Crushing one theorem at a time

Interesting Theorem Regarding Linear Transformations

Point of post: In this post we discuss an interesting result which tells us precisely when a mapping from one vector space to another is a linear transformation, namely if and only if the graph (to be defined below) is a subspace of the direct sum of the two vector spaces.


As someone who has done the majority of their mathematical work in topology I can say I am well acquainted with the innocuous concept of the graph of a mapping playing an important role in the theory of structure preserving maps. There is the Closed Graph Theorem in functional analysis, the fact that a function from f:X\to Y where X is Hausdorff and Y is compact is continuous if and only if the graph is closed in X\times Y with the product topology ,etc. That said, I had no idea, until now, that there is a simple but satisfying analogue for linear transformations. Namely, if \mathscr{V} and \mathscr{W} are F-spaces and T:\mathscr{V}\to\mathscr{W} we may define the graph, denotes \Gamma_T, to be the set \left\{\left(v,T(v)\right):v\in\mathscr{V}\right\}. Then, T\in\text{Hom}\left(\mathscr{V},\mathscr{W}\right) if and only if \Gamma_T is a subspace of \mathscr{V}\boxplus\mathscr{W}.

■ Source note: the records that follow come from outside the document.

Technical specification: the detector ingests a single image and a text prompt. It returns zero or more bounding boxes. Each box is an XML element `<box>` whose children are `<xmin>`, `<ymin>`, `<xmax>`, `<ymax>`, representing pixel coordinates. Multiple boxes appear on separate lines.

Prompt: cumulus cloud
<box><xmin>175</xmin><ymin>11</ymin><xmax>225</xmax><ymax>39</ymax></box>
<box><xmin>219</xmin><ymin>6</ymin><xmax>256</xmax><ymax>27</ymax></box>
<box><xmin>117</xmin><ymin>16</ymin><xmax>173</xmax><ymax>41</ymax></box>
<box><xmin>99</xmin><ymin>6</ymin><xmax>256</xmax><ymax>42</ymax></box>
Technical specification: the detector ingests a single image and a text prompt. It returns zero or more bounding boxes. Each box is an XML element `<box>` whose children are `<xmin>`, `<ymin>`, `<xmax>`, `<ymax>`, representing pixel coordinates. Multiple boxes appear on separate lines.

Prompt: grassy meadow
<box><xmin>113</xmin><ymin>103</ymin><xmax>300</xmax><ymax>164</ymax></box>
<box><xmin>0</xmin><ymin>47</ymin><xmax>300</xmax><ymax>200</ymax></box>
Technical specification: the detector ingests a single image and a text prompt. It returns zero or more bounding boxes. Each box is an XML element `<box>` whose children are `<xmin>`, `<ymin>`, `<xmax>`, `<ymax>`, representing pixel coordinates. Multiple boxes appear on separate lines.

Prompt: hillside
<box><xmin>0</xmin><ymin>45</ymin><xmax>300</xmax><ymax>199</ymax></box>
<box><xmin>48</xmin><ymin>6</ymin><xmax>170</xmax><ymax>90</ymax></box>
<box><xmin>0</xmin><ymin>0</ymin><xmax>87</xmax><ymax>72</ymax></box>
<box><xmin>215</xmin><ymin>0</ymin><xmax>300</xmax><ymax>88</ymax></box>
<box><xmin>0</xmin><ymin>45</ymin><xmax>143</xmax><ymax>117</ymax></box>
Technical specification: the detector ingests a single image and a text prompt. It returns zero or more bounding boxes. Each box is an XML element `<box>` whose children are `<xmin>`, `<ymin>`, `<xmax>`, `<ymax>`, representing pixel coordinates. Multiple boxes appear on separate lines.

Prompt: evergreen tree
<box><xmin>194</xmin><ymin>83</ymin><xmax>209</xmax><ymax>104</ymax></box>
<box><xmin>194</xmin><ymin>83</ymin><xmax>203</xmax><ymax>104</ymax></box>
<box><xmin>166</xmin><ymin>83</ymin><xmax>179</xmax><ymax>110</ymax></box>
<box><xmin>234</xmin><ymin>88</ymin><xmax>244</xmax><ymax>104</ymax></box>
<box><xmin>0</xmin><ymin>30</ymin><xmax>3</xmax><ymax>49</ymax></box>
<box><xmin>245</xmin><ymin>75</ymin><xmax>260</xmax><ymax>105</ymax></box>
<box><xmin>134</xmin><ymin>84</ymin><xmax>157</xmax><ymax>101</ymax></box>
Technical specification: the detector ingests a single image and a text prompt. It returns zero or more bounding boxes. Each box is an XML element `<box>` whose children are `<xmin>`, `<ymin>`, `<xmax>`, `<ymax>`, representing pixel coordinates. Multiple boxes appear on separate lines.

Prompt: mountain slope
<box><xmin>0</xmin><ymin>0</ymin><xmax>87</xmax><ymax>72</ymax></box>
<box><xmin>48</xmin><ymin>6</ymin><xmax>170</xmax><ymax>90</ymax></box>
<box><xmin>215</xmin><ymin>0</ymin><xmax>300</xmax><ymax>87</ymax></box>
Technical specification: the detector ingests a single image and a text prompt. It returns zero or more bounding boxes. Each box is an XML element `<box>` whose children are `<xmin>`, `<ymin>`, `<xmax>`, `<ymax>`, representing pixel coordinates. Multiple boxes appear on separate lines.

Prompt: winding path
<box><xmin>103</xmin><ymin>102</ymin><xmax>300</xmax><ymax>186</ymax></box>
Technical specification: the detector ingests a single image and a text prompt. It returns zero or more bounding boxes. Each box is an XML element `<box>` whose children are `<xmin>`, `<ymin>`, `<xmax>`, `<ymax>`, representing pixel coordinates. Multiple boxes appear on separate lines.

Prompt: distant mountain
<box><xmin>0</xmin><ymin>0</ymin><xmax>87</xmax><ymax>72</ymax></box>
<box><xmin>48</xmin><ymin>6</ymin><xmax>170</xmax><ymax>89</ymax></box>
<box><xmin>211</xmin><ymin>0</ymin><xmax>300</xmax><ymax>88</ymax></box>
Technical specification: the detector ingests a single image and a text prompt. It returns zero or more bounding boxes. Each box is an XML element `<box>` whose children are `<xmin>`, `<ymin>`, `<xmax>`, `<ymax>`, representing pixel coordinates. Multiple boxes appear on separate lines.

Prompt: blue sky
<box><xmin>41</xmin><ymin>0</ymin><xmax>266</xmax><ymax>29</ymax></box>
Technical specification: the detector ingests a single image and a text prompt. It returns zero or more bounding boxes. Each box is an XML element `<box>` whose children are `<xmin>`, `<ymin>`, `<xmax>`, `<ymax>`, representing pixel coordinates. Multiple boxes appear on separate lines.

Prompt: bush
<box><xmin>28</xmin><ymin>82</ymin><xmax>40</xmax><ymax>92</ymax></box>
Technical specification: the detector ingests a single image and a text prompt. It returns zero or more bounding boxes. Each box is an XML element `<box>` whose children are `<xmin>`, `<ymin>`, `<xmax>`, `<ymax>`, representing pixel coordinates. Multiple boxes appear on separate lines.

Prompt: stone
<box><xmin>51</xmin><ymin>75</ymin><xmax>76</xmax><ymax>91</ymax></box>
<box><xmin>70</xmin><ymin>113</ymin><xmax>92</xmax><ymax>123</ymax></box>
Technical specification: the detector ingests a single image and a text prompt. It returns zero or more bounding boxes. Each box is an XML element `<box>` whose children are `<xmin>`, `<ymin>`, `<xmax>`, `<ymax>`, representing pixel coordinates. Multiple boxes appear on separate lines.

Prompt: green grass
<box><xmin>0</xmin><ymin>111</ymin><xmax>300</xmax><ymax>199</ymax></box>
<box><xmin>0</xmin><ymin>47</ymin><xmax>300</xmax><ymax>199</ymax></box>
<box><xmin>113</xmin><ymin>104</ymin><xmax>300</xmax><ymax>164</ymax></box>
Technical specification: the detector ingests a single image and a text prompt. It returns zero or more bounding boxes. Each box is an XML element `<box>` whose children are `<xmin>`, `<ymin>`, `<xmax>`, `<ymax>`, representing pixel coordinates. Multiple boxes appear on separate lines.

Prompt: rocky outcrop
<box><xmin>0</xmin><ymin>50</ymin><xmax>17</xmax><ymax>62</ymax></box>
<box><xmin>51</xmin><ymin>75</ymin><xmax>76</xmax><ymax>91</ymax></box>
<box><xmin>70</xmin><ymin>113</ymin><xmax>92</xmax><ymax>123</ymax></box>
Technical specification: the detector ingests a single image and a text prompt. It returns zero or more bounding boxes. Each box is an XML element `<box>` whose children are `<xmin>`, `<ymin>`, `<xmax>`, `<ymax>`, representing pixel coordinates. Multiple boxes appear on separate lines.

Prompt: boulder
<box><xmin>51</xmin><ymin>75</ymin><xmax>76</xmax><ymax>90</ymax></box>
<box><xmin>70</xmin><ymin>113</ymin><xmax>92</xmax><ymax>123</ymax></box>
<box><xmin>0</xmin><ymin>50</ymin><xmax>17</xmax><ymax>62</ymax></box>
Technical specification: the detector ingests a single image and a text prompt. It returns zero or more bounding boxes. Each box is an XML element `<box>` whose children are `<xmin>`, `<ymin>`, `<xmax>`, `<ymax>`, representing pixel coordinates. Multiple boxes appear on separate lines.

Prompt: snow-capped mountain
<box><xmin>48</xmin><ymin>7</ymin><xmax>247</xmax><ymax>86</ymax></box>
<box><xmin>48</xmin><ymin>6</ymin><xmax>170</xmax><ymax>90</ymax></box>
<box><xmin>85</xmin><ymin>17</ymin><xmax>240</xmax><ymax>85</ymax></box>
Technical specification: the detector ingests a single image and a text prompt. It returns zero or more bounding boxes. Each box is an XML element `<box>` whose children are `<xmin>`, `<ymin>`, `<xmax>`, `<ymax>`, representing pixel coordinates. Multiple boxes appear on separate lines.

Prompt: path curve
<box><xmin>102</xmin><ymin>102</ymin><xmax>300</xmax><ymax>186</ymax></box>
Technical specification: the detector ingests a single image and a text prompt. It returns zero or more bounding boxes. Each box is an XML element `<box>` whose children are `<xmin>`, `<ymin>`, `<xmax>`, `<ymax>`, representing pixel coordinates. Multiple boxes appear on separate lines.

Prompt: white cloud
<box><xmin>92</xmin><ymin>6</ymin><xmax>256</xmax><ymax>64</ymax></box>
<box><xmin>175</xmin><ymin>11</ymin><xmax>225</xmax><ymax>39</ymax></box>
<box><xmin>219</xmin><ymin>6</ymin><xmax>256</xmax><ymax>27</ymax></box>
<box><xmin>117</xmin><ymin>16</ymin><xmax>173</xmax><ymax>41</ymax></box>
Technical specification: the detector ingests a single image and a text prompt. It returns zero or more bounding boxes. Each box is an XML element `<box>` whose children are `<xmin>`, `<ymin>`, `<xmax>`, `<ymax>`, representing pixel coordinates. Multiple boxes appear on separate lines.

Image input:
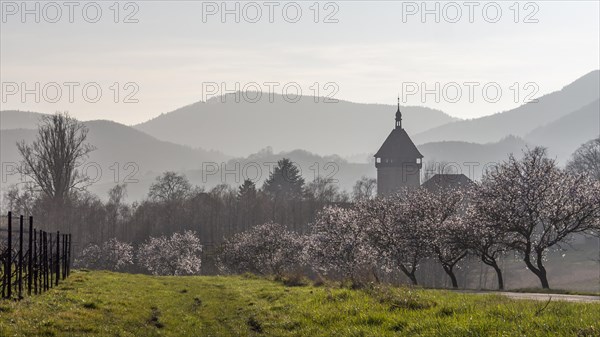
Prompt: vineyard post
<box><xmin>27</xmin><ymin>216</ymin><xmax>33</xmax><ymax>296</ymax></box>
<box><xmin>54</xmin><ymin>231</ymin><xmax>60</xmax><ymax>285</ymax></box>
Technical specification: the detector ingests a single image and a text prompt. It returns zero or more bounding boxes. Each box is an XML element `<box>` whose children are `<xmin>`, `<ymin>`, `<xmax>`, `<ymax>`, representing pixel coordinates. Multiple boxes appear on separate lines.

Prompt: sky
<box><xmin>0</xmin><ymin>1</ymin><xmax>600</xmax><ymax>125</ymax></box>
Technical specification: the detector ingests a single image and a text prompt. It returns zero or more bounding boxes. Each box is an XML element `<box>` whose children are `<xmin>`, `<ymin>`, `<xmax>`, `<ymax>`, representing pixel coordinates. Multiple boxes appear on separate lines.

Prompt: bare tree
<box><xmin>148</xmin><ymin>171</ymin><xmax>192</xmax><ymax>202</ymax></box>
<box><xmin>567</xmin><ymin>137</ymin><xmax>600</xmax><ymax>181</ymax></box>
<box><xmin>17</xmin><ymin>113</ymin><xmax>94</xmax><ymax>231</ymax></box>
<box><xmin>352</xmin><ymin>176</ymin><xmax>377</xmax><ymax>201</ymax></box>
<box><xmin>456</xmin><ymin>200</ymin><xmax>509</xmax><ymax>290</ymax></box>
<box><xmin>478</xmin><ymin>147</ymin><xmax>600</xmax><ymax>288</ymax></box>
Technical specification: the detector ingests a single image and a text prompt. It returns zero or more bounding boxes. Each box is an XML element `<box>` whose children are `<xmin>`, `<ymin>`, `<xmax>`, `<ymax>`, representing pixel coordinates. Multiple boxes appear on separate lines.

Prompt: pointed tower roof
<box><xmin>396</xmin><ymin>94</ymin><xmax>402</xmax><ymax>128</ymax></box>
<box><xmin>374</xmin><ymin>96</ymin><xmax>423</xmax><ymax>160</ymax></box>
<box><xmin>375</xmin><ymin>129</ymin><xmax>423</xmax><ymax>159</ymax></box>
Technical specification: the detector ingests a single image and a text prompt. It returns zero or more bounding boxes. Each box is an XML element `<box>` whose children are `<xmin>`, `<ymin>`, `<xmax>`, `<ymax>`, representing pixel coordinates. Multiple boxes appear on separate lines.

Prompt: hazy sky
<box><xmin>0</xmin><ymin>1</ymin><xmax>600</xmax><ymax>124</ymax></box>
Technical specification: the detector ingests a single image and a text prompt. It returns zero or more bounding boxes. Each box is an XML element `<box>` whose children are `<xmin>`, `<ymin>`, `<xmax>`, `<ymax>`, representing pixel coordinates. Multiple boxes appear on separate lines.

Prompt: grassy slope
<box><xmin>0</xmin><ymin>272</ymin><xmax>600</xmax><ymax>337</ymax></box>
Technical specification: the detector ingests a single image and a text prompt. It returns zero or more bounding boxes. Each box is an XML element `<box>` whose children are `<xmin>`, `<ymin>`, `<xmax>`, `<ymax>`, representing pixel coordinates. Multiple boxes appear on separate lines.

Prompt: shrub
<box><xmin>137</xmin><ymin>231</ymin><xmax>202</xmax><ymax>275</ymax></box>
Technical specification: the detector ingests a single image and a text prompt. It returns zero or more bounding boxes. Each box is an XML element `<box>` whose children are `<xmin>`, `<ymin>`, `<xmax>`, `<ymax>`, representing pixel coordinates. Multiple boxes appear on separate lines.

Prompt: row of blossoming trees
<box><xmin>75</xmin><ymin>231</ymin><xmax>202</xmax><ymax>275</ymax></box>
<box><xmin>213</xmin><ymin>148</ymin><xmax>600</xmax><ymax>289</ymax></box>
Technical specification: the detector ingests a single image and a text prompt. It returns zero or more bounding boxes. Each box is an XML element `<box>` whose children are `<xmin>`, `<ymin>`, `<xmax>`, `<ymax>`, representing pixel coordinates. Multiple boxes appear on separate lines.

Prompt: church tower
<box><xmin>375</xmin><ymin>97</ymin><xmax>423</xmax><ymax>196</ymax></box>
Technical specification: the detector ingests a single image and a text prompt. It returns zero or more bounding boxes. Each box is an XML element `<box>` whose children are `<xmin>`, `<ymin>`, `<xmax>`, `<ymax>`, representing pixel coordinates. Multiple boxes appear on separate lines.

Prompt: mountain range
<box><xmin>0</xmin><ymin>70</ymin><xmax>600</xmax><ymax>199</ymax></box>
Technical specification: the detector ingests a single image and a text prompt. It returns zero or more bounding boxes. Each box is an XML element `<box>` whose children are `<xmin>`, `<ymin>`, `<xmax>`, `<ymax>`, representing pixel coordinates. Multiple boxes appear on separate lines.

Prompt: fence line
<box><xmin>0</xmin><ymin>212</ymin><xmax>72</xmax><ymax>300</ymax></box>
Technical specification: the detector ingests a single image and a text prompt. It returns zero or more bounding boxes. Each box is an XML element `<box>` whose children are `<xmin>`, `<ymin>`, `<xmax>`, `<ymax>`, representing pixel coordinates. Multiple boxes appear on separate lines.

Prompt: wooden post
<box><xmin>5</xmin><ymin>212</ymin><xmax>12</xmax><ymax>298</ymax></box>
<box><xmin>27</xmin><ymin>216</ymin><xmax>33</xmax><ymax>296</ymax></box>
<box><xmin>54</xmin><ymin>231</ymin><xmax>60</xmax><ymax>285</ymax></box>
<box><xmin>46</xmin><ymin>233</ymin><xmax>54</xmax><ymax>288</ymax></box>
<box><xmin>31</xmin><ymin>226</ymin><xmax>38</xmax><ymax>295</ymax></box>
<box><xmin>42</xmin><ymin>231</ymin><xmax>48</xmax><ymax>291</ymax></box>
<box><xmin>67</xmin><ymin>233</ymin><xmax>73</xmax><ymax>276</ymax></box>
<box><xmin>17</xmin><ymin>215</ymin><xmax>23</xmax><ymax>299</ymax></box>
<box><xmin>60</xmin><ymin>234</ymin><xmax>67</xmax><ymax>280</ymax></box>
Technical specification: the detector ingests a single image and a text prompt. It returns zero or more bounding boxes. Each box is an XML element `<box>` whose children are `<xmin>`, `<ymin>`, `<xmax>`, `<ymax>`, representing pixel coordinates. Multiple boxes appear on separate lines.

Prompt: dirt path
<box><xmin>461</xmin><ymin>291</ymin><xmax>600</xmax><ymax>304</ymax></box>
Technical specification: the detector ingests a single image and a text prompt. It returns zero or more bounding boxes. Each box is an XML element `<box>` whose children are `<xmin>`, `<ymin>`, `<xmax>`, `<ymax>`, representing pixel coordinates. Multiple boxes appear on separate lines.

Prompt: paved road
<box><xmin>461</xmin><ymin>291</ymin><xmax>600</xmax><ymax>304</ymax></box>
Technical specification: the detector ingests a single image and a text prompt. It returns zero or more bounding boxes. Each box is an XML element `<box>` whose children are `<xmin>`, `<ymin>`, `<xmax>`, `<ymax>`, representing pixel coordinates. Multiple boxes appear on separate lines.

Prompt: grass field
<box><xmin>0</xmin><ymin>271</ymin><xmax>600</xmax><ymax>337</ymax></box>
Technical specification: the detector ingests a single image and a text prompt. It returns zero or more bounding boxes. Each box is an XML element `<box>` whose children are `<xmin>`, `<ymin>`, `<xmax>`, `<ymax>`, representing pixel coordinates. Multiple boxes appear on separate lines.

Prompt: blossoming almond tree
<box><xmin>356</xmin><ymin>193</ymin><xmax>431</xmax><ymax>285</ymax></box>
<box><xmin>137</xmin><ymin>231</ymin><xmax>202</xmax><ymax>275</ymax></box>
<box><xmin>414</xmin><ymin>187</ymin><xmax>468</xmax><ymax>288</ymax></box>
<box><xmin>457</xmin><ymin>202</ymin><xmax>510</xmax><ymax>290</ymax></box>
<box><xmin>217</xmin><ymin>222</ymin><xmax>303</xmax><ymax>276</ymax></box>
<box><xmin>305</xmin><ymin>206</ymin><xmax>376</xmax><ymax>282</ymax></box>
<box><xmin>478</xmin><ymin>147</ymin><xmax>600</xmax><ymax>288</ymax></box>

So, that being said, all I have left to say is the proof of this interesting theorem:

Theorem: Let \mathscr{V} and \mathscr{W} be F-spaces and T:\mathscr{V}\to\mathscr{W}. Then, T\in\text{Hom}\left(\mathscr{V},\mathscr{W}\right) if and only if \Gamma_T is a subspace of \mathscr{V}\boxplus\mathscr{W}.

Proof: If T is a linear transformation then we evidently see that

\alpha\left(v,T(v)\right)+\beta\left(v',T(v')\right)=\left(\alpha v+\beta v',\alpha T(v)+\beta T(v')\right)=\left(\alpha v+\beta v',T\left(\alpha v+\beta v'\right)\right)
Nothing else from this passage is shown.